Our transition model derives information by evaluating the effectiveness of policy stimulus measures. Its output are transition probabilities indicating how likely it is that the economy will move into a different business cycle state in the month to come. There are different ways of measuring policy stimulus. Central bank stimulus, for example, can be assessed directly at the source via changes in the central banks’ policy rates or balance sheets, or indirectly via financial market indicators. None of these indicators by itself can provide a complete picture, but if the policy measures are credible, and thus effective, they are likely to impact the money supply of the economy. As policy shifts need time until they trickle through to the economy, economic data tends to reflect policy stimulus much later than money supply data. Therefore, we are using the information from our preferred liquidity indicator, real M1, which has a good track record in anticipating shifts between business cycle states4 (see figure 6). This further improves our model’s signaling of transitions between business cycle states.
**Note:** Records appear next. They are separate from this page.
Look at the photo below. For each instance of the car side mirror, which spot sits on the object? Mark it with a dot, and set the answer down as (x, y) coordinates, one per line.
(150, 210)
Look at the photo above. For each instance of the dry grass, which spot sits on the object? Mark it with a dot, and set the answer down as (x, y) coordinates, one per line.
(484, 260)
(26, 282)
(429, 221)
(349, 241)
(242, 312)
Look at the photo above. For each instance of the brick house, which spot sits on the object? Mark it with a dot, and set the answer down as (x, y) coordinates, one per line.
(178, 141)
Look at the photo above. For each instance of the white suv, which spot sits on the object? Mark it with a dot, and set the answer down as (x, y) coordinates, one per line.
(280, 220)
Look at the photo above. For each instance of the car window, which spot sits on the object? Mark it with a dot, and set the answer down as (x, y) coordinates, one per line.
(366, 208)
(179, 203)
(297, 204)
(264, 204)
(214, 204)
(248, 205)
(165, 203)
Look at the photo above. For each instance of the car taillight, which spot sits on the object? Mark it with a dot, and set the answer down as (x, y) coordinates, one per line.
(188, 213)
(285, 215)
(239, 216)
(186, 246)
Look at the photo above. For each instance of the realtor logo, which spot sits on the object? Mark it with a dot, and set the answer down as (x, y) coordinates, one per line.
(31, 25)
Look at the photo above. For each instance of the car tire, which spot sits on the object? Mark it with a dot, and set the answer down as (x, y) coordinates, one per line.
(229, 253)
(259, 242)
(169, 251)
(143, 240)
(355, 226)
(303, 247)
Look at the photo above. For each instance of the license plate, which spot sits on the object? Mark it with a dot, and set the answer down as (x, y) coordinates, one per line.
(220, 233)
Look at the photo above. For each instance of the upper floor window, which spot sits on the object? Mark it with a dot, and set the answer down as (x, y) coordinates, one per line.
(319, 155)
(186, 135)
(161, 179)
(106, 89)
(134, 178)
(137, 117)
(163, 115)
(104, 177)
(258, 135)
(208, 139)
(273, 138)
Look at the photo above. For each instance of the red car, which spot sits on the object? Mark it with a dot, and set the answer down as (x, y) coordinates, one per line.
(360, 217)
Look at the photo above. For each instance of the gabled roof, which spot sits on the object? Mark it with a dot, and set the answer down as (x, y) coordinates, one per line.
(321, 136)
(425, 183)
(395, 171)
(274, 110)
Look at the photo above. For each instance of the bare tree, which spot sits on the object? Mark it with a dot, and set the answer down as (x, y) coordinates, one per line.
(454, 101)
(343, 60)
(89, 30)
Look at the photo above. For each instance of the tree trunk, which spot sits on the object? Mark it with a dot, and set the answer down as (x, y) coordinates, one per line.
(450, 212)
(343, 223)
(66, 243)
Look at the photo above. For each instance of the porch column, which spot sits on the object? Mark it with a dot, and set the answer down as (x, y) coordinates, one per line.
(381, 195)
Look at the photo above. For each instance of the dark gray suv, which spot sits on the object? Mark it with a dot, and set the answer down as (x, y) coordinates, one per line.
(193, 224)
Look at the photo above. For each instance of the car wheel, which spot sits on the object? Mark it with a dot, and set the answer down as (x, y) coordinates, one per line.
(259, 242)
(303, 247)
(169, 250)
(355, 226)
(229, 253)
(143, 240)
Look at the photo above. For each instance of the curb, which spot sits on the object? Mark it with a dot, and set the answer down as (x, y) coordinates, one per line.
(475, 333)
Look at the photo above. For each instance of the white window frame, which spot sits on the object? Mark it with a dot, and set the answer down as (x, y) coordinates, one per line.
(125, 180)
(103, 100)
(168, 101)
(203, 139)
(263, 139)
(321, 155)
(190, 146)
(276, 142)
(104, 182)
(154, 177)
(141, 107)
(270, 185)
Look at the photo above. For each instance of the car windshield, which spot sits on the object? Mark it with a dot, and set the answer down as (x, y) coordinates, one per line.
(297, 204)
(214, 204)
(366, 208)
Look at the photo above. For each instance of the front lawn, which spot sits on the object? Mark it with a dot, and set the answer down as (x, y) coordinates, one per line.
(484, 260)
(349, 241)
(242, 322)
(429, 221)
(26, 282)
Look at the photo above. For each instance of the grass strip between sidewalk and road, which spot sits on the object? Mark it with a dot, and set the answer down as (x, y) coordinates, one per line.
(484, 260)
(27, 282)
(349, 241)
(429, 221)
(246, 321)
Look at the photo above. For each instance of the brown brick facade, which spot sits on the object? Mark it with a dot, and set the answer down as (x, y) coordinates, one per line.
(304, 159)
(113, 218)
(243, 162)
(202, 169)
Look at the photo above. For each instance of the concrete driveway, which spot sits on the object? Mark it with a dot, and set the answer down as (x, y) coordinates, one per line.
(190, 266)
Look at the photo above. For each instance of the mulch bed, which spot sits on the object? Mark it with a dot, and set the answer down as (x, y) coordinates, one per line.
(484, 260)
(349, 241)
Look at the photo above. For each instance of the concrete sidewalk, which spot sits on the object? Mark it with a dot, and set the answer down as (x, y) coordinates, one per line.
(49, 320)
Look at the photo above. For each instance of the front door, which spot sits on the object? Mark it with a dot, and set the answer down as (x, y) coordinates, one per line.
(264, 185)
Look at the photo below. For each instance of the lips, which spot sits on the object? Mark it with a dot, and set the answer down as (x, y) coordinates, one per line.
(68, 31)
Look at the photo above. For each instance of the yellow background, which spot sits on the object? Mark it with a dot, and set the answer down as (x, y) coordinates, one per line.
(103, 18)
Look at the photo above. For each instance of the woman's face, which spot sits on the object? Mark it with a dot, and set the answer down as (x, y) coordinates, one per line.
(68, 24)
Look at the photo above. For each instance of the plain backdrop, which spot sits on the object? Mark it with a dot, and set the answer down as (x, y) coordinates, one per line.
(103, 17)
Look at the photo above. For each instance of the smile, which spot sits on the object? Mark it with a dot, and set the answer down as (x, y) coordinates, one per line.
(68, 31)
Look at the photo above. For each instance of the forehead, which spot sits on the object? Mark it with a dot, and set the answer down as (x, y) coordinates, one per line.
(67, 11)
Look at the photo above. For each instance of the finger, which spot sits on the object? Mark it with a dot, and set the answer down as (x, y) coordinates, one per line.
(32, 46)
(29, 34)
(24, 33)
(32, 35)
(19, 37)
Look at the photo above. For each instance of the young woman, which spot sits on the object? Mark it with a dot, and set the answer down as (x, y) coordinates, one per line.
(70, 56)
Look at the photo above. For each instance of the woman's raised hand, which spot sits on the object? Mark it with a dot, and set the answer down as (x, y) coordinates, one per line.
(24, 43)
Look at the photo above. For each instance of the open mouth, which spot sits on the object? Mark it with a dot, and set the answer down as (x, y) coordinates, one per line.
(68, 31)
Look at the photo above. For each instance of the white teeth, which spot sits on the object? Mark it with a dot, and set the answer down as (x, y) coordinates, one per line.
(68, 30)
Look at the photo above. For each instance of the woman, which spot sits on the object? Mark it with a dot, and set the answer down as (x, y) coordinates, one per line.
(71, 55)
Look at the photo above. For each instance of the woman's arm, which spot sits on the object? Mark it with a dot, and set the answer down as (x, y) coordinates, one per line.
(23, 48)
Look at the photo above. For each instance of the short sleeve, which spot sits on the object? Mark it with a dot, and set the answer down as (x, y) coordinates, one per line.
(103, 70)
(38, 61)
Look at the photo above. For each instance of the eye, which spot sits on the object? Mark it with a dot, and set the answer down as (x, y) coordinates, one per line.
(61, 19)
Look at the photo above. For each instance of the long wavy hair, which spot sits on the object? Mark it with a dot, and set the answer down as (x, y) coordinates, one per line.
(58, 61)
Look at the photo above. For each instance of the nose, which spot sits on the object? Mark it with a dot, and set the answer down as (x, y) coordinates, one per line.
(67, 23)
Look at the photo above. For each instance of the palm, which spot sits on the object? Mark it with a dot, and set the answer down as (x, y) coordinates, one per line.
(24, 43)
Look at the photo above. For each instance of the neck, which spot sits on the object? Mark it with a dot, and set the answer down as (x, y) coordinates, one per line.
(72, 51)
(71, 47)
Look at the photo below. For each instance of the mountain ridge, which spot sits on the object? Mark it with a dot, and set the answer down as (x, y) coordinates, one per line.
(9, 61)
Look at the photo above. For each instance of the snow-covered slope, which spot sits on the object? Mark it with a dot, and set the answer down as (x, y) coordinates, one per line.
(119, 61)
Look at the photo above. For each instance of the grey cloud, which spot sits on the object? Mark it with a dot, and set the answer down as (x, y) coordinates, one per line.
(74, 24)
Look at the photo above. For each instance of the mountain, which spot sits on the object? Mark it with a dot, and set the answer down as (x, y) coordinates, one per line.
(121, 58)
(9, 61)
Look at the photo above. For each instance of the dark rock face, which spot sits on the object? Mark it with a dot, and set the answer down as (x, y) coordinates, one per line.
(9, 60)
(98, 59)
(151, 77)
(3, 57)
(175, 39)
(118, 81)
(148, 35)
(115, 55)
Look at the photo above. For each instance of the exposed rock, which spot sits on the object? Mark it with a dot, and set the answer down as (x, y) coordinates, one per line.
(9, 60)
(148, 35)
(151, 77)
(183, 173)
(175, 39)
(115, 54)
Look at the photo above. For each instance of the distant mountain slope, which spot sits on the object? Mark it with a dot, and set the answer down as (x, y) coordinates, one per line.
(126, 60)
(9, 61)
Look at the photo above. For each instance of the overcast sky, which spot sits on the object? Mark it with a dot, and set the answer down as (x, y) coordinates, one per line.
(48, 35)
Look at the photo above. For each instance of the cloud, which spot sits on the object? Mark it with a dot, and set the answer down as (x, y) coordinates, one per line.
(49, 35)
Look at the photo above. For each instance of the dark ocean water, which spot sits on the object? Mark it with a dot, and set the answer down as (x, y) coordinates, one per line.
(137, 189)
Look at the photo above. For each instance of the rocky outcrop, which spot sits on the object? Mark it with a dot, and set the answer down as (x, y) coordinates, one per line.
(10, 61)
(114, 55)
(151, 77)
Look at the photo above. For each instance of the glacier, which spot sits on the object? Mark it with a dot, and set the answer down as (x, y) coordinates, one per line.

The transition model capitalizes on the lag between the policy stimulus, measured by real M1, and the current state of the business cycle. We use our liquidity indicator to assess how probable it is that the economy will remain in the current state or enter one of the three other states. Figure 7 shows the state probabilities calculated in each month for the month to come. In the current expansion state, our transition model predicts a high probability (black bar) that we will remain in expansion next month. On average over the past 20 years, our transition model was able to anticipate turning points in the business cycle one month earlier than our state model with an accuracy of 65%.




We are convinced that knowing the current business-cycle state and the transition probabilities between the states gives an advantage for tactical asset allocation decisions and thus matters to investors. In this respect, our Vescore Wave can serve well because, on average over the long-term past, it has proven superior to standard private- and public-sector leading indicators in anticipating turning points in the business cycle.



1. Source: “GDP predictions are reliable only in the short term“ , The Economist, 15 December 2018
2. We use the OECD methodology to define the business-cycle state since 1960 for 24 countries. The bars in figure 1 reflect the monthly median of the equity market performance of all these countries by business-cycle state. Overall, the results are based on the analysis of 6226 months of data. For further details on the OECD business cycle methodology, see "Handbook of Constructing Composite Indicators" , OECD, 2008.
3. The results for the state are even available on a more granular level. State information is available for soft and hard economic-data time series. The latter can be broken down further (see figure 2).
4. We prefer M1 to other money aggregates like M2 or M3 as it only includes money supply components that easily can be used for economic transactions, namely currency in circulation and sight deposits. Time deposits and savings deposits with a notice period are not included. Deflating the money supply is necessary as we are trying to anticipate real economic shifts. The relatively long lead of up to twelve months makes economic sense because time passes between individuals deciding to buy discretionary goods and therefore moving deposits to liquid accounts, the ordering of the goods, and their production.